However, it would also be extremely hard; I don't think any programming language has ever created such a tight bridge to C++. The existing approaches I've seen are:
- Swig, rust-bindgen, etc.: Pass through auto-generated C ABI wrappers; support for generics is limited and requires declaring up front what types you want to instantiate them with.
- D: You can bind directly to C++ if you rewrite your C++ header in D, generics and all... including the implementations of all inline functions.
Both very limited, especially in template-happy modern C++.
The whole point of UWP was to improve COM to make it even better for language interop, increasing the kind of language features that can get exposed as COM libraries.
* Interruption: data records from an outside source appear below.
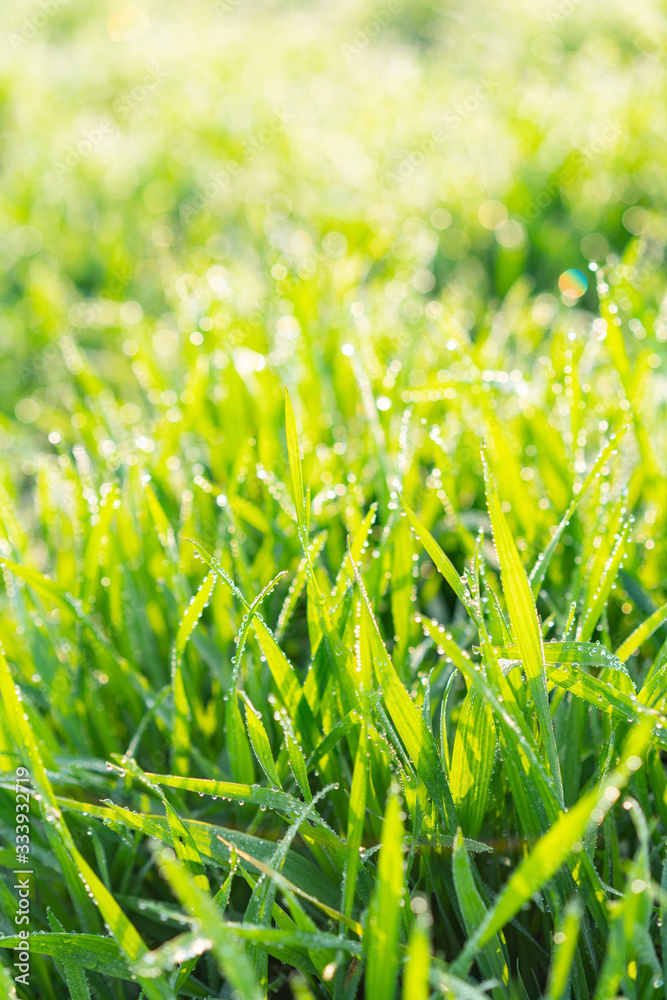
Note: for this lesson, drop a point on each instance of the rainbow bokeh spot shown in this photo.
(573, 283)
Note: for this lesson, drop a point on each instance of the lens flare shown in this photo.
(572, 283)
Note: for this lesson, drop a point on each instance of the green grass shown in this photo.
(333, 535)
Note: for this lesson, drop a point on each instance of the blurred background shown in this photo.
(201, 202)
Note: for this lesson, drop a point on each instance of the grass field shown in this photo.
(333, 500)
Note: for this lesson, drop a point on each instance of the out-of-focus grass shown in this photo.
(361, 693)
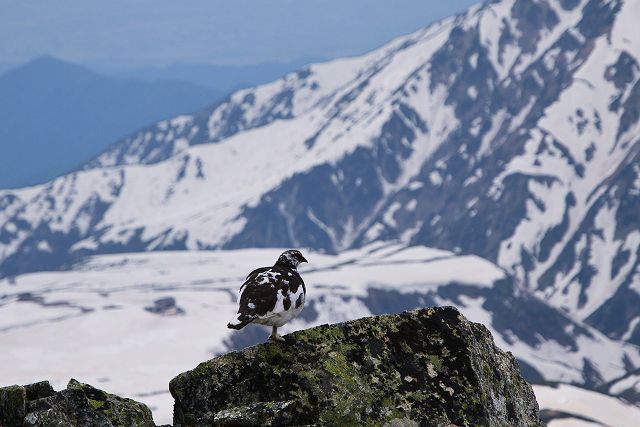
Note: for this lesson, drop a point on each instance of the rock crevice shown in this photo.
(428, 367)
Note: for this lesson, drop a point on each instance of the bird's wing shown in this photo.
(251, 276)
(262, 291)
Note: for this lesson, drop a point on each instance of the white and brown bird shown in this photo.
(272, 295)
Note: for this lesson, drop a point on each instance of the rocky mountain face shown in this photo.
(426, 367)
(38, 405)
(509, 132)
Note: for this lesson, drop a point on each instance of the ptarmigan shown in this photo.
(272, 295)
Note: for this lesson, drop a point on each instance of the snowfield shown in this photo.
(103, 322)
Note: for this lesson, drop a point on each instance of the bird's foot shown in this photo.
(276, 338)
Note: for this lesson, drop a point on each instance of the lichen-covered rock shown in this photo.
(13, 402)
(429, 367)
(78, 405)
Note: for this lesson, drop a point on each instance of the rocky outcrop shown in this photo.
(428, 367)
(38, 405)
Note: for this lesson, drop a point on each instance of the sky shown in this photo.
(134, 33)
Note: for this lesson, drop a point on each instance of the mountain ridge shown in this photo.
(508, 132)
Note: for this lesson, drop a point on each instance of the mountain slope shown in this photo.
(175, 305)
(57, 115)
(509, 132)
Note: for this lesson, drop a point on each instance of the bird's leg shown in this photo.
(274, 335)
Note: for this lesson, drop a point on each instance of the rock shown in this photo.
(13, 400)
(428, 367)
(78, 405)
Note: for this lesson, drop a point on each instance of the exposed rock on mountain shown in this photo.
(508, 132)
(38, 405)
(429, 366)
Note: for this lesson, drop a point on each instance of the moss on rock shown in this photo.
(13, 401)
(429, 367)
(78, 405)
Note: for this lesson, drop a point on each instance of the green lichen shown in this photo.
(428, 366)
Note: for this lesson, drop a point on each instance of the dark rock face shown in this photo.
(428, 367)
(38, 405)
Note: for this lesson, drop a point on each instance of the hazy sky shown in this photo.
(158, 32)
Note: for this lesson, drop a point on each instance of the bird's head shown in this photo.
(291, 258)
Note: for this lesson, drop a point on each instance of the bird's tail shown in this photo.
(240, 321)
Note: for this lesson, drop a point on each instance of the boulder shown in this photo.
(428, 367)
(38, 405)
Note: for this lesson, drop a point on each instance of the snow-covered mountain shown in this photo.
(510, 133)
(130, 322)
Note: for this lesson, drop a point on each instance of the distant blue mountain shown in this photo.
(219, 77)
(56, 115)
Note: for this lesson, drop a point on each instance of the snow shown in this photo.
(136, 352)
(606, 410)
(98, 332)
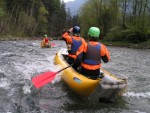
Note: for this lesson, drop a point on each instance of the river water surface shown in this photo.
(22, 60)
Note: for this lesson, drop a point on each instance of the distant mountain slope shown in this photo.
(74, 6)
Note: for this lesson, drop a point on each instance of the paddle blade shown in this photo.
(43, 79)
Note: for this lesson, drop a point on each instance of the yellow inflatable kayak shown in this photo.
(107, 87)
(44, 45)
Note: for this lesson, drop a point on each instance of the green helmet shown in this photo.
(94, 32)
(45, 35)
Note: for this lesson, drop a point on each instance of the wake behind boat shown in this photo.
(107, 86)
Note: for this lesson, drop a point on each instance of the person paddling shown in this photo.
(92, 53)
(46, 41)
(74, 43)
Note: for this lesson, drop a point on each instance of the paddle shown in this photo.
(45, 78)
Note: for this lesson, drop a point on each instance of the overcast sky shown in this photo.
(68, 0)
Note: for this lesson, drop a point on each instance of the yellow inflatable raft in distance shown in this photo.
(44, 45)
(108, 87)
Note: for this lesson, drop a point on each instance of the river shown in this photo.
(22, 60)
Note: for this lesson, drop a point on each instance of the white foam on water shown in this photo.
(35, 44)
(137, 95)
(4, 83)
(26, 89)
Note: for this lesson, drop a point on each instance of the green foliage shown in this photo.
(130, 34)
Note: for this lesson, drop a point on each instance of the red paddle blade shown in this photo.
(44, 82)
(43, 79)
(53, 45)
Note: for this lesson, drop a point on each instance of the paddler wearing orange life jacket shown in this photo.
(74, 43)
(92, 53)
(46, 40)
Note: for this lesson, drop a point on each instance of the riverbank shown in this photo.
(13, 38)
(143, 45)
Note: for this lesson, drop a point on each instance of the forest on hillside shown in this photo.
(118, 20)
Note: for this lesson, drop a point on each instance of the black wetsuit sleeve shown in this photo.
(105, 59)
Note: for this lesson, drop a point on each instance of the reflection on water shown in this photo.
(21, 60)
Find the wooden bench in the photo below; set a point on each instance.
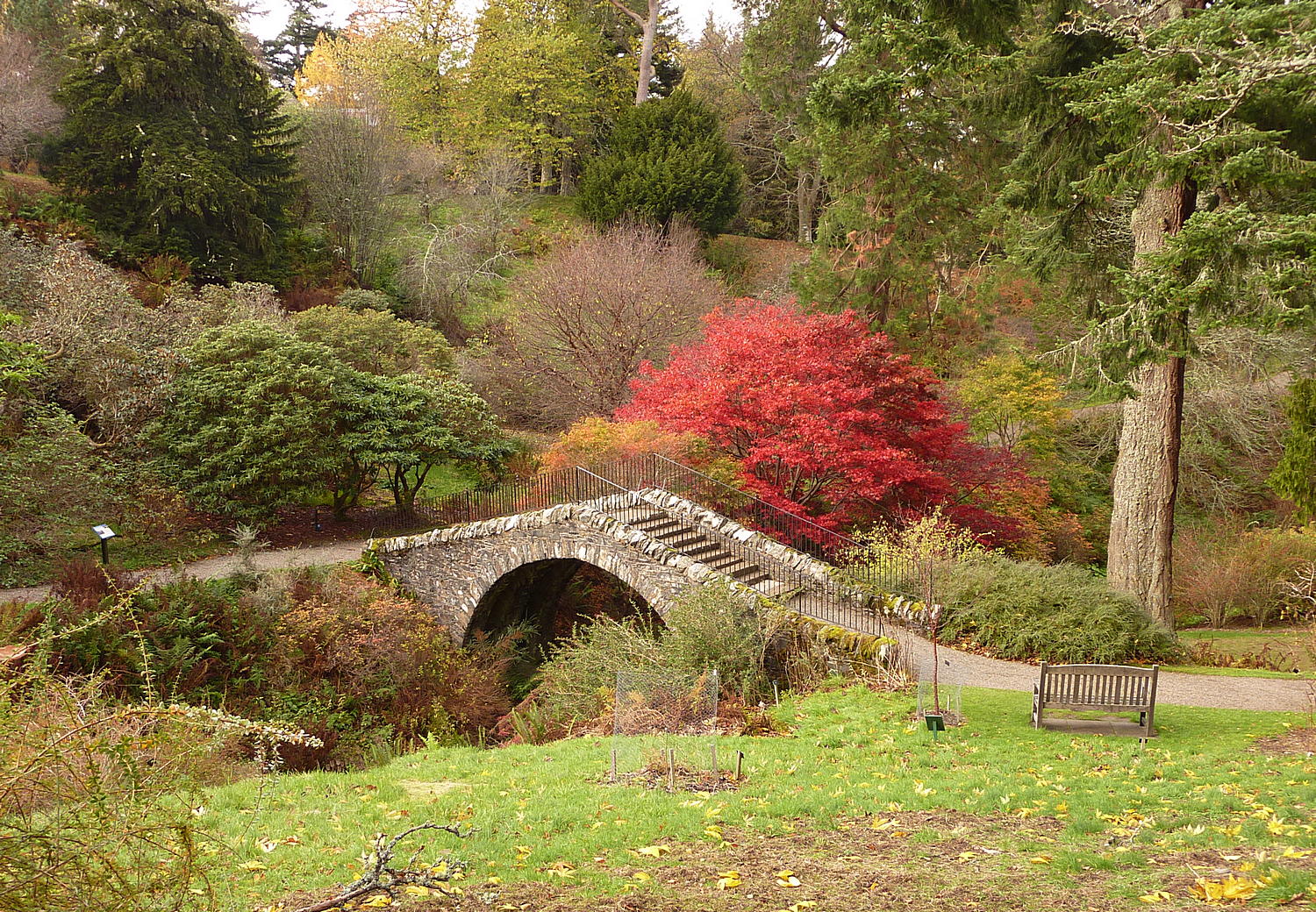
(1097, 688)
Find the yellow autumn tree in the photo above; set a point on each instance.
(1013, 404)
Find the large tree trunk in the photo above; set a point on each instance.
(649, 32)
(647, 53)
(1147, 470)
(1147, 481)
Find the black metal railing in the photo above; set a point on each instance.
(862, 565)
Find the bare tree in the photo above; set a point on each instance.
(647, 24)
(349, 158)
(595, 310)
(460, 257)
(26, 107)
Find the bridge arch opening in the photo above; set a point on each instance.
(549, 599)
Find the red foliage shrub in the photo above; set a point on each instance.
(597, 441)
(387, 659)
(823, 416)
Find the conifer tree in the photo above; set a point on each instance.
(665, 158)
(174, 139)
(1182, 132)
(1295, 475)
(287, 52)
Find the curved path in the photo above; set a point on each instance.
(1219, 691)
(224, 565)
(957, 667)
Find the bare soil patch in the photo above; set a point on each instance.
(683, 780)
(920, 864)
(1298, 740)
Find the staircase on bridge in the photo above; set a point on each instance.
(773, 552)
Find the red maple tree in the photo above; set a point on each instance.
(823, 416)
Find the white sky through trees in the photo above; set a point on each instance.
(692, 15)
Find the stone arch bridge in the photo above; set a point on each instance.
(654, 541)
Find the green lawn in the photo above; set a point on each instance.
(857, 793)
(1295, 645)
Also the number one reason that if Rust wants to succeed as system language on Windows it needs to have first class support for COM/UWP.
Just make Rust use the C++ ABI.
C++ code is compiled in separate translation units as C++ by the C++ compiler. The linker statically links calls to C++ code from object files created by the C++ compiler. That's it. Rust doesn't need to know how to deal with templates because templates are all instantiated by the time this happens. This means you have to write a lot of your fancy C++ logic in separate C++ source files (not headers), but that's the whole point, to use already written code.
The only thing Rust has to do is pass pointers to static code and follow the calling and name mangling convention. Zero calling overhead.